50 First Dates Review

50 First Dates
Henry Roth's (Sandler) happy existence as a philandering Hawaii-based vet is brought to a halt when he falls for Lucy (Barrymore), who suffers from short-term memory loss. Since she can never remember meeting him, Henry romances her anew every day in the hope that eventually her memory will be jogged.

by Simon Braund |
Published on
Release Date:

01 Jan 2004

Running Time:

99 minutes

Certificate:

12A

Original Title:

50 First Dates

On paper, this high concept rom-com - apparently a Hawaiian-set date-movie dumbing-down of Memento - is standard-issue Sandler, complete with gross-out gags, casual misogyny, caricature supporting players and, of course, Sandler himself, whose wheedling man-child act is in danger of wearing thin these days.

But despite dire prognostications, when Sandler spots Barrymore building a teepee out of her breakfast waffles and puts his serial-shagger moves on her, well-honed as they are on the gullible tourists, something strange happens.

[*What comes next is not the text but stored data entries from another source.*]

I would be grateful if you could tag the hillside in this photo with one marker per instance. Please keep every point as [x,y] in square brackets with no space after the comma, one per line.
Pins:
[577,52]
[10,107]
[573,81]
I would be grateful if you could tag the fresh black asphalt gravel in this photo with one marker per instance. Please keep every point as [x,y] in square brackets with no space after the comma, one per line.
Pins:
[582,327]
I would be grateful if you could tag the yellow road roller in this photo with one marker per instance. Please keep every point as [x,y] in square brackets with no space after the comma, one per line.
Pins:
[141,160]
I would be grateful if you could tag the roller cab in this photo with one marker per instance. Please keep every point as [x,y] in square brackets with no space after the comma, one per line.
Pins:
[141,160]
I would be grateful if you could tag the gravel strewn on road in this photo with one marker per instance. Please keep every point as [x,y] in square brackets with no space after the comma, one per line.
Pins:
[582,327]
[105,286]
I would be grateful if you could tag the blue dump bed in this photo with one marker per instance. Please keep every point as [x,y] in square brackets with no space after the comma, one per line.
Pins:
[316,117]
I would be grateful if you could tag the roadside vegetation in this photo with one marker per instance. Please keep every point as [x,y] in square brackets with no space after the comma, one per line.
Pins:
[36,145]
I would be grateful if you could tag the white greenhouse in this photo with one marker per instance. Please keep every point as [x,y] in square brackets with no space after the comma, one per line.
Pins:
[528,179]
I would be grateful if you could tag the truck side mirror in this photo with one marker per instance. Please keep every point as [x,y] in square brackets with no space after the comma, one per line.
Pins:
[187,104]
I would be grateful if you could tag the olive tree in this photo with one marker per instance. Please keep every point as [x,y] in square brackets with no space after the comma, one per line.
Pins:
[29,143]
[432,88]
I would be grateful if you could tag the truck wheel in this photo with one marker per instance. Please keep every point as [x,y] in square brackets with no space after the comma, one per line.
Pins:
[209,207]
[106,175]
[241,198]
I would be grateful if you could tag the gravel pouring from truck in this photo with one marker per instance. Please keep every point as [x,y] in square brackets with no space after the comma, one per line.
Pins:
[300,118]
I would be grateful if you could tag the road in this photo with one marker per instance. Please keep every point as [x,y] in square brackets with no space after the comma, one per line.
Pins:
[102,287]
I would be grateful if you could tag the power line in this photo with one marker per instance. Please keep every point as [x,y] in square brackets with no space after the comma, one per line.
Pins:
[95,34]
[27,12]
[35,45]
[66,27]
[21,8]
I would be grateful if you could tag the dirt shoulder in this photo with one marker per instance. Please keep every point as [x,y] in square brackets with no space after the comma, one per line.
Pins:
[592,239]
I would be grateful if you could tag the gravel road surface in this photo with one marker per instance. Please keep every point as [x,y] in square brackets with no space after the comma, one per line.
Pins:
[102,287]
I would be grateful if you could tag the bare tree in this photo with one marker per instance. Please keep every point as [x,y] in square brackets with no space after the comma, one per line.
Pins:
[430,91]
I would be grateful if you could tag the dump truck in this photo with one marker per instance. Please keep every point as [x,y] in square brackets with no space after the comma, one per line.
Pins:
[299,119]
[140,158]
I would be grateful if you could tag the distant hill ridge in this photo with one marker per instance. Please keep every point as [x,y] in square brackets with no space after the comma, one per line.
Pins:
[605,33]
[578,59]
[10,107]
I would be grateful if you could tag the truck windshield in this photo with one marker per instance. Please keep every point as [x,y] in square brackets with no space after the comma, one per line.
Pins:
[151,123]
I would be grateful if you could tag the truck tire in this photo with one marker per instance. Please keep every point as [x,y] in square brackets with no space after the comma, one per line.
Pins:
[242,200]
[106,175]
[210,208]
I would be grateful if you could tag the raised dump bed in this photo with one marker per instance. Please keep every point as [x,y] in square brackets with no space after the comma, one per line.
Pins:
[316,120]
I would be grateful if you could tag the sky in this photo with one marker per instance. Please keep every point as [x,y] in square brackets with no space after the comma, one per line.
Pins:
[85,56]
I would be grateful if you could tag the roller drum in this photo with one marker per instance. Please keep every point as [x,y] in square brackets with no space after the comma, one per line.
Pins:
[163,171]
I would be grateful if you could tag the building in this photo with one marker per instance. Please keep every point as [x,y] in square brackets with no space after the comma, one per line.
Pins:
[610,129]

Not only does he fall instantly in love with her, but so do we. From this point on the movie is illuminated by a superhumanly adorable performance from Barrymore who thwarts the crass bum notes, ludicrous premise and even Sandler's infantile goo-gooings with a charm offensive of thermonuclear proportions. Thanks to her, this is a surprisingly warm, funny and often quite touching film that recalls the sly charm of The Wedding Singer, her last pairing with Sandler. That's two for two - maybe they should make all their movies together.

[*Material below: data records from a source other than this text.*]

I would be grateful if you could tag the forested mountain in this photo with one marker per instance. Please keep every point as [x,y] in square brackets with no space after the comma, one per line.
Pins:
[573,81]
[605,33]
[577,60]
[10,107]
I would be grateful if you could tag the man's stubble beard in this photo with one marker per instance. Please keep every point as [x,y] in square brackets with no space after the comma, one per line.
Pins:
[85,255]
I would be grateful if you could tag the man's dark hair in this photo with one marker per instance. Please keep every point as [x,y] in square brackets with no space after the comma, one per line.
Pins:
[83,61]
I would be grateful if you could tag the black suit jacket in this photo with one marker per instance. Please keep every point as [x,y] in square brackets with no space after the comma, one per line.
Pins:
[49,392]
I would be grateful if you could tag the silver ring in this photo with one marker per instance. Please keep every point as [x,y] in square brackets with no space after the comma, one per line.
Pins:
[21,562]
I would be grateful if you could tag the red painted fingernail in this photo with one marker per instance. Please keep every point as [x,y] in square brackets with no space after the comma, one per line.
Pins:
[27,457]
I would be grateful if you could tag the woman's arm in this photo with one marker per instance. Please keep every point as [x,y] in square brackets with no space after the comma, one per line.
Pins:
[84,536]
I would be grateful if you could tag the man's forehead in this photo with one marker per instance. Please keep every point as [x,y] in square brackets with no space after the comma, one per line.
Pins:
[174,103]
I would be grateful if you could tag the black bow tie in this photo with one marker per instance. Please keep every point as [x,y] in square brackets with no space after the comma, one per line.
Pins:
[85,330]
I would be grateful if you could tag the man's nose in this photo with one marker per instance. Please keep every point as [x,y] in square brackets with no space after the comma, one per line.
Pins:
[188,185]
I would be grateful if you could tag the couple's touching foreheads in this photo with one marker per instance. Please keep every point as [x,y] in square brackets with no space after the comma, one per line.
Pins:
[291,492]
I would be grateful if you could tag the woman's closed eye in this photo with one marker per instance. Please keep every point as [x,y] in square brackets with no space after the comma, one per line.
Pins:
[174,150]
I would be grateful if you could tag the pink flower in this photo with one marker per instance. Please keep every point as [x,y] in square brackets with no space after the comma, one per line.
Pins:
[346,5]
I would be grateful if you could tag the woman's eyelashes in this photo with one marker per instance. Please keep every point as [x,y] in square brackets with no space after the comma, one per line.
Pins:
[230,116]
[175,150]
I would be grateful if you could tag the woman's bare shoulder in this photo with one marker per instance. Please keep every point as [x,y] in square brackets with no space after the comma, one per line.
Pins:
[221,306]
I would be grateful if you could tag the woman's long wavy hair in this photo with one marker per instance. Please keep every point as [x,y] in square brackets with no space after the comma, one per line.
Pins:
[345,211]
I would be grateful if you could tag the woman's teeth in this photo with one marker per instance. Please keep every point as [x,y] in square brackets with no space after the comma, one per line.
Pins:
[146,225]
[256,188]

For 50 First Dates pulls off what all romantic comedies strive for but few achieve - making you care about the characters and root for them to be together, rather than despise them as moony, self-satisfied gits. That it does this while combining projectile walrus puke and Rob Schneider in a major supporting role is an achievement not to be sniffed at.

In spite of a precarious central conceit, with Sandler toning down his neo-Jerry Lewis schtick and Barrymore on irresistibly huggable top form, this is charming and effective feel-good fare. Gossamer thin but lots of fun nevertheless.